The cause of moyamoya disease is generally unknown, but may be secondary to other underlying conditions such as Down’s syndrome, diabetes, neurofibromatosis and sickle-cell disease. Family history may also play a role.
In the United States, the risk of developing moyamoya is less than one in 100,000. It can occur at any time, but is most commonly seen in children aged 5 to 15 and in adults aged 30 to 40.
Symptoms of moyamoya are similar to a stroke. Symptoms can include weakness or numbness in an arm or leg, difficulty speaking or paralysis affecting one side of the body. Other symptoms include seizures or changes in memory or recall. A severe headache can occur along with the other stroke symptoms that develop.
Treatment of Moyamoya Disease
There are no medications available that reverse the smaller arteries seen with moyamoya disease. Instead, treatment focuses on decreasing the risk of stroke through medication and surgery.
For those with stroke symptoms or TIAs (small strokes), aspirin or other blood thinners may decrease the chance of having a stroke. Research has shown, however, that aspirin alone is not the best way to treat moyamoya.
Moyamoya Disease Surgery
Surgery is generally recommended for moyamoya patients with stroke symptoms that get worse or TIAs that continue to occur. The procedures vary depending on the patient's age and symptoms.
- Cerebral bypass procedure: This surgery connects a blood vessel from outside the brain to a vessel inside the brain, allowing the surgeon to redirect blood flow around an artery that is narrowed, blocked, or damaged. The procedure is generally recommended for adults.

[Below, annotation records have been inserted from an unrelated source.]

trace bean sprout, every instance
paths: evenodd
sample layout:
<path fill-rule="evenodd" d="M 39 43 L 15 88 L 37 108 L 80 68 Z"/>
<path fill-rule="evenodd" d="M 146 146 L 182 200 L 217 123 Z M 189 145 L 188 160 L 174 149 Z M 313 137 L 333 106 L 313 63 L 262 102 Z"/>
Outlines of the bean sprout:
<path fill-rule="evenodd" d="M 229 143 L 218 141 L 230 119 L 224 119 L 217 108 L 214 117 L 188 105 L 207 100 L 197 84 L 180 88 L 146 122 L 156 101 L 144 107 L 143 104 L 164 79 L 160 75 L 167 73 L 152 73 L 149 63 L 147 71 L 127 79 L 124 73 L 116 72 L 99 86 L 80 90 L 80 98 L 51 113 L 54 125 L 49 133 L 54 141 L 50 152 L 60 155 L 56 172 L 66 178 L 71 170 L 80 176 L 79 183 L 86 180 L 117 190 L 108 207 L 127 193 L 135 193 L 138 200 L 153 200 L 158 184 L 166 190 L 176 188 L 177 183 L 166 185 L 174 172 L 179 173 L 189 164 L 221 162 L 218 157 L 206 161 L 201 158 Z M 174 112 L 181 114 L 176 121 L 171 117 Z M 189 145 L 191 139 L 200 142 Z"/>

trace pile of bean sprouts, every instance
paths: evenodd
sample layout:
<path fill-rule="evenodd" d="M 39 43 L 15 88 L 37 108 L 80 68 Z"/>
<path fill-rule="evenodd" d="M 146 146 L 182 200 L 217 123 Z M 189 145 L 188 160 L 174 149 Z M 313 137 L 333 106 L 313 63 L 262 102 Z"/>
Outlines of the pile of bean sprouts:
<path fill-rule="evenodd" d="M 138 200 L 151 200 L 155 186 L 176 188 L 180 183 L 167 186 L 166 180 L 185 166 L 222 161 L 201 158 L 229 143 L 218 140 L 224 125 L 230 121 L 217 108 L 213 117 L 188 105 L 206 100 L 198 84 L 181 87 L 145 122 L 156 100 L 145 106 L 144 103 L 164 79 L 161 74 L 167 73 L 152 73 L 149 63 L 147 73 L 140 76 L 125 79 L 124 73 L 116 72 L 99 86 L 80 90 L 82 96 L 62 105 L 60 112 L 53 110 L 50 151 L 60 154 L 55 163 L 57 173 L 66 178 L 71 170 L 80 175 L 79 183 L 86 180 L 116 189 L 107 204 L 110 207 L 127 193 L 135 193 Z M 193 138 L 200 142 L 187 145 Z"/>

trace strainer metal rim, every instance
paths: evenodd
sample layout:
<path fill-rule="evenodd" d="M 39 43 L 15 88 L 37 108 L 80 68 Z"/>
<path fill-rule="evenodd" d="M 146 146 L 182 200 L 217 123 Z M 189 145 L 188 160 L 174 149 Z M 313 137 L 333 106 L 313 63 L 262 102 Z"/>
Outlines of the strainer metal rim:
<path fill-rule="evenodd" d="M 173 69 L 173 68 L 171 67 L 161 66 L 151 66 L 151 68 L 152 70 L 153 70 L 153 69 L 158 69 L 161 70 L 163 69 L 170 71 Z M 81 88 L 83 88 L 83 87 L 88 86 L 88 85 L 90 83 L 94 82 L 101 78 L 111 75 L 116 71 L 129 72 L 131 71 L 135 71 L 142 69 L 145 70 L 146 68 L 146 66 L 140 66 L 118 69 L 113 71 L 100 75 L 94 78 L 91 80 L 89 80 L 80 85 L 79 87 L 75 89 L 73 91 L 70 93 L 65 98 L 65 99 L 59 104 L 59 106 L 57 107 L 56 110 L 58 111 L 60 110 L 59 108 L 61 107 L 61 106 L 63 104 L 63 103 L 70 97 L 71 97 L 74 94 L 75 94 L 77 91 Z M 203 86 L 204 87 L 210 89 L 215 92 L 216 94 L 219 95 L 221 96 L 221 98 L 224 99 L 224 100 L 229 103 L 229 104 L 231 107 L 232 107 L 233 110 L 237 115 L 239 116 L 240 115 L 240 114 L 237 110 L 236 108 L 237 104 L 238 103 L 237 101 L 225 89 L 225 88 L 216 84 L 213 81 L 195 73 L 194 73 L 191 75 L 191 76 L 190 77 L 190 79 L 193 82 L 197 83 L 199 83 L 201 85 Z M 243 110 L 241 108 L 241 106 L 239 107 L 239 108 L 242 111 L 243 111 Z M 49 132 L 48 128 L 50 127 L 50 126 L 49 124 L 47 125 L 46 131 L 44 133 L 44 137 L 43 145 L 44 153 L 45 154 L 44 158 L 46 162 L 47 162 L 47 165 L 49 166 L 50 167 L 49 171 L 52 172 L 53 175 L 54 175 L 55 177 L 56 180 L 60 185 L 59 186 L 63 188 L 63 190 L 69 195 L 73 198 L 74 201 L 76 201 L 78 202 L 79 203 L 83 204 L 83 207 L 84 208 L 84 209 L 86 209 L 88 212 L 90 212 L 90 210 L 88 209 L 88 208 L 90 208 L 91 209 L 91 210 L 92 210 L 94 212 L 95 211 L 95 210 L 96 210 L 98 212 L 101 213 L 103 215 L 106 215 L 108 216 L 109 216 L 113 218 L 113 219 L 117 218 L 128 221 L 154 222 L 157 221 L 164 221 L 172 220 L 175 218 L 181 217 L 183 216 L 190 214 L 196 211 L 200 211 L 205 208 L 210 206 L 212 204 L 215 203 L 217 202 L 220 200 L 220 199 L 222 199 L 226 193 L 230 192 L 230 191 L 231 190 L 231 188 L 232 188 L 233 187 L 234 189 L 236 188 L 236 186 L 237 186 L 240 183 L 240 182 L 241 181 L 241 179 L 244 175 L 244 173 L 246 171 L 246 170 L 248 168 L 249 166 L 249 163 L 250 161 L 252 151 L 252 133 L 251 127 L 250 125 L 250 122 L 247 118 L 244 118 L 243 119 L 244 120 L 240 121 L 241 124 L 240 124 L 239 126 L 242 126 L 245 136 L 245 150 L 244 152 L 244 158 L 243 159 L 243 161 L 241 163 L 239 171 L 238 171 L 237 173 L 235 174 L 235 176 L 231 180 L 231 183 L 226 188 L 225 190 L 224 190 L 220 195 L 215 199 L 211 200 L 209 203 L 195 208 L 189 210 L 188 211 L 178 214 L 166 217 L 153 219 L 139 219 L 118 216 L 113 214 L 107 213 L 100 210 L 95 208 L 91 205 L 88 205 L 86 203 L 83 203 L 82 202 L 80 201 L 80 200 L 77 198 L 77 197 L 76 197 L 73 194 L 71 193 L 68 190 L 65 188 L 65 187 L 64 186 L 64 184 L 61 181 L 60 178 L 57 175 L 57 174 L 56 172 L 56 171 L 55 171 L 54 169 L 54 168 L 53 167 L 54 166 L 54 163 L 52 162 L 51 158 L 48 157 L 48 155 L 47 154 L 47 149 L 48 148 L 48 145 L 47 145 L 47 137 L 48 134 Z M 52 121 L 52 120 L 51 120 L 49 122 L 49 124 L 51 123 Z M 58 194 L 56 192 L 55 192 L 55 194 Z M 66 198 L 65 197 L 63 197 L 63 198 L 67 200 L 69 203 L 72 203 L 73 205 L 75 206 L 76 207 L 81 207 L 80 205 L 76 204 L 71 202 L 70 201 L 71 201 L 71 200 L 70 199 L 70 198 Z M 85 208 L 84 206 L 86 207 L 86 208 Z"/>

- Encephalo-duro-arteriorsynangiosis (EDAS): The surgeon takes the superficial temporal artery and places it in contact with the brain surface. A hole is cut in the skull directly beneath the artery. The artery is then sutured to the surface and the bone replaced. The procedure is generally performed on children.
- Omental transposition procedure: The omentum (the lining surrounding the abdominal organs) is very rich in blood supply. The surgeon places the omentum on the surface of the brain so that the vessels can eventually grow into the brain and improve blood supply. This surgery is performed on children.
- Multiple burr holes: Several small holes (burr holes) are place in the skull to allow for growth of new vessels into the brain from the scalp. Multiple burr holes procedure is generally offered to adults.
After surgery, most individuals do not experience additional strokes or other related issues. Without surgery, individuals with moyamoya disease may experience progressive mental decline and multiple strokes as the arteries continue to narrow. Without treatment, moyamoya disease can be fatal as the result of intracerebral hemorrhage (bleeding within the brain).